In 2014, he was the Editor-at-Large for Faber and Faber, and Singing from the Floor by JP Bean is his first acquisition. Cocker explained to NME: "Singing from the Floor portrays an important movement in vernacular culture in the voices of the people who made it happen – and that's not an easy task ... JP Bean has captured this moment before it is lost forever, and has made it live again on the page. He's a very clever chap. Let's raise a glass to him."[70] Cocker says he writes about 'the little things that stick in your mind' because most of them are 'eternal'.[77]

Cocker has also written for The Guardian.[78]

In 2022, Cocker published a memoir-cum-"inventory" entitled Good Pop, Bad Pop, revisiting his formative years through clearing out his attic; Caroline Sullivan of The Guardian described the book as "terrific."[79]

Personal life[edit]

Soon after signing to Fire, in November 1985, Cocker fell out of a window while trying to impress a girl with a Spider-Man impression and ended up in hospital, temporarily requiring the use of a wheelchair, in which he appeared during concerts.[80]

In 1988, at age 25, Cocker took a sabbatical from Pulp to study Fine Art and Film at Saint Martin's School of Art, where he was tutored by Vera Neubauer and Malcolm Le Grice. He graduated in 1991.[81][82]

In the late 1990s, Cocker dated Chloë Sevigny. She later said in a 2009 interview:

When I was in my early 20s, I went out with a British pop star, Jarvis Cocker; of course, pop stars have much more celebrity, I think, than actors even. They're really hunted by their fans much more. I remember driving around these remote towns in Wales and kids running after us in the street.

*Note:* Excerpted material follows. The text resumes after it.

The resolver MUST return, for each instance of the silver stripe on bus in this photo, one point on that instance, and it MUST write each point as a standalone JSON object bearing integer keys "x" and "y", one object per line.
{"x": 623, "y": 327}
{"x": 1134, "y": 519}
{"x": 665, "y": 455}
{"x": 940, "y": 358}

I was like, 'This is horrible!' And I saw the effect it had on him, and that's when I decided I never wanted to be a celebrity at that level, and I think that's why I've chosen to do the work that I do and just kind of work with directors that I love and try and do work that means something to me.[83]

Cocker lived in Paris from 2003 with his wife Camille Bidault-Waddington and their son.[82] In April 2009 he announced that they were divorcing "on amicable terms", but that he was staying in Paris to remain in his son's life.[84] Cocker had previously lived in Paris in the early 1990s, writing lyrics for Pulp's breakthrough album His 'n' Hers there, but he never learned to speak French, according to Bidault-Waddington.[85]

Cocker is a supporter of Sheffield Wednesday.[86]


In 2010, Cocker was named Cultural Ambassador for Eurostar.[87] He has been an ambassador for the Edinburgh-based charity Scottish Love in Action (SLA) since 2010. He has also played on the band Everything Is New's debut CD. The CD was made to raise money for SLA.

In 2015, Cocker was among the signatories of a pledge committing to Artists For Palestine.[88] In 2016, Cocker voiced his support for Remain in the EU referendum.[89][90]